One afternoon in September 1997, he learned that several of Pace's friends were striking deals with prosecutors and talking -- about him. Shocked and frightened, he hired a lawyer, Scott A. Edelman of Milbank, Tweed, Hadley & McCloy.
Looking back now, his days in the Pace empire seem to him to have occurred a lifetime ago -- one specific lifetime ago: that of his daughter, Raine. She was born on Dec. 17, 1997, shortly after her father came under investigation, and died on June 3, 2001, of what is believed to have been an asthma-related seizure.
"When all this happened with Hartley, we thought it was the end of the world," mused his wife, herself a lawyer, the family breadwinner and a loyal defender of her husband's essential decency.
"But I remember thinking that day: I thought I had problems -- I didn't know what a real problem was."
They are both active in bereavement support groups and still hope for a family.

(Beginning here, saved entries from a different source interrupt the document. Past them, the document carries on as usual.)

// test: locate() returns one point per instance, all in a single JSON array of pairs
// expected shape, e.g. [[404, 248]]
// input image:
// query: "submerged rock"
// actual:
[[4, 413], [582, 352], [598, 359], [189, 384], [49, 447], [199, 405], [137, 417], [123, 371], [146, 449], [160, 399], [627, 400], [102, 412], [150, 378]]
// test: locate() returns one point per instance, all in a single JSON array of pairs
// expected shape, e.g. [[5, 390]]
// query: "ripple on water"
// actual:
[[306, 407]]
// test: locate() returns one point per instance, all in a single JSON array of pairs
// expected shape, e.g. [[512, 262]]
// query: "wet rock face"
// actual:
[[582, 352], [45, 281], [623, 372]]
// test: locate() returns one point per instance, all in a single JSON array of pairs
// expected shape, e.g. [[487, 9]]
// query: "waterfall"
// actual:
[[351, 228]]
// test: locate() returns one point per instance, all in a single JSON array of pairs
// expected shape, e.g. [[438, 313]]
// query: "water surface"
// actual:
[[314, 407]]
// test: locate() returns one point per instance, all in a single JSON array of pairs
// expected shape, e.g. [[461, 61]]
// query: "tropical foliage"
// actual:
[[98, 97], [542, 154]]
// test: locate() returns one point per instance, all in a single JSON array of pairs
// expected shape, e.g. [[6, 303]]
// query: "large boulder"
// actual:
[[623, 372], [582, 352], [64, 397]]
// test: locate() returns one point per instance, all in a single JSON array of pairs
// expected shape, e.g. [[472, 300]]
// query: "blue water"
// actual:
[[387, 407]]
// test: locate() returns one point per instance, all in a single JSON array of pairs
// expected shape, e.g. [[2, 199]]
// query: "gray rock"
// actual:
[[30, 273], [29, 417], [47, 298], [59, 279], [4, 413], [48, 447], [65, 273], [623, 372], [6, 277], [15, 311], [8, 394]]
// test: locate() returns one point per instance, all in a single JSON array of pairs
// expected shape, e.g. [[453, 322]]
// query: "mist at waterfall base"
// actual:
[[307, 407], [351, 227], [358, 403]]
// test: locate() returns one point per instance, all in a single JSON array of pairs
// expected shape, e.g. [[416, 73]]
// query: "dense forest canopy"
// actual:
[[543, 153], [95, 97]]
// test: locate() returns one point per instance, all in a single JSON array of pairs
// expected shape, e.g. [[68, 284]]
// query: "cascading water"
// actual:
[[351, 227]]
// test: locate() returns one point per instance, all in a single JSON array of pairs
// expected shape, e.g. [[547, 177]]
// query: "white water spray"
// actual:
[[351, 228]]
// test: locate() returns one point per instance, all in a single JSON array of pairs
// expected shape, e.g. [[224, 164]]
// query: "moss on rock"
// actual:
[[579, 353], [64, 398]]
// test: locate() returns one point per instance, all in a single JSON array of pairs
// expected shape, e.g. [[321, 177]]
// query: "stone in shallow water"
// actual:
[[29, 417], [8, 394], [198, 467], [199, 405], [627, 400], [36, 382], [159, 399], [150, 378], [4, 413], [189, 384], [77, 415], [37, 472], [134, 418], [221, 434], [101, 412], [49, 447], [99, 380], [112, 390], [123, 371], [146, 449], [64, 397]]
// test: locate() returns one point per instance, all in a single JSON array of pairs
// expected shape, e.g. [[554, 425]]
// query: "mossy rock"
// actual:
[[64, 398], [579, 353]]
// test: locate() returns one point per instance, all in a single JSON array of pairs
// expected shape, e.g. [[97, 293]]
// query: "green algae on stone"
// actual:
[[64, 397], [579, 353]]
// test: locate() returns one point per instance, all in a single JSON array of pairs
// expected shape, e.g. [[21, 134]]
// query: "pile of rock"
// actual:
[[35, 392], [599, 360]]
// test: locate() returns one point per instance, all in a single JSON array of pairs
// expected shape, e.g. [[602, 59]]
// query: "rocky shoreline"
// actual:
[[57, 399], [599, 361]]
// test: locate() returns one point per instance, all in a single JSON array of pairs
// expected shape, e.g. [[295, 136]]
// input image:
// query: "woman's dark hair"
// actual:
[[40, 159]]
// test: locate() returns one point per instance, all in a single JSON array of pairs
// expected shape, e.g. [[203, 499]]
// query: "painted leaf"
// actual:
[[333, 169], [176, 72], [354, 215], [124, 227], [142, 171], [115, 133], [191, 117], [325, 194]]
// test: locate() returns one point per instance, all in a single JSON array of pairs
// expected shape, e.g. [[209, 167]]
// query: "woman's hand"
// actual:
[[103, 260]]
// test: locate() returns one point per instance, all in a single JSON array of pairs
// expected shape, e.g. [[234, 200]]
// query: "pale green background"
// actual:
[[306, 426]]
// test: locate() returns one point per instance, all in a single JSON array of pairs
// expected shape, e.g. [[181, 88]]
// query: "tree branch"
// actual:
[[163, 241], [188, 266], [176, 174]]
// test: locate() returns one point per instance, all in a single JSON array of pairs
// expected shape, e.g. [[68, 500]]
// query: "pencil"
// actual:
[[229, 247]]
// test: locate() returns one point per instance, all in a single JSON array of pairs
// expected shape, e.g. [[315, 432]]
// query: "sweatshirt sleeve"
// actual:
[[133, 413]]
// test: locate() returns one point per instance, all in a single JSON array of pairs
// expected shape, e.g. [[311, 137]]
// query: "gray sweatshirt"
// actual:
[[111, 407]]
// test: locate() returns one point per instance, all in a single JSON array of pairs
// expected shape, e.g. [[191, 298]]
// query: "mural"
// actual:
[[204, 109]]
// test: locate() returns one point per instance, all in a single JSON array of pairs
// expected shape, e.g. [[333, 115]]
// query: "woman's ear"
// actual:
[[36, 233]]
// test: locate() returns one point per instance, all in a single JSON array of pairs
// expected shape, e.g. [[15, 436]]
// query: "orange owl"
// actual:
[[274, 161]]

Bernstein, meanwhile, says he is exploring ways to turn StockPatrol into a profitable, but still lawful, venture -- perhaps by expanding it into a radio program or a book.
His admirers among the enemies of penny-stock fraud say they are confident that Bernstein's redemption is genuine and that he will resist future temptations. But even they cannot explain why he can see so clearly now what he could not see for so long: the dots that add up to fraud.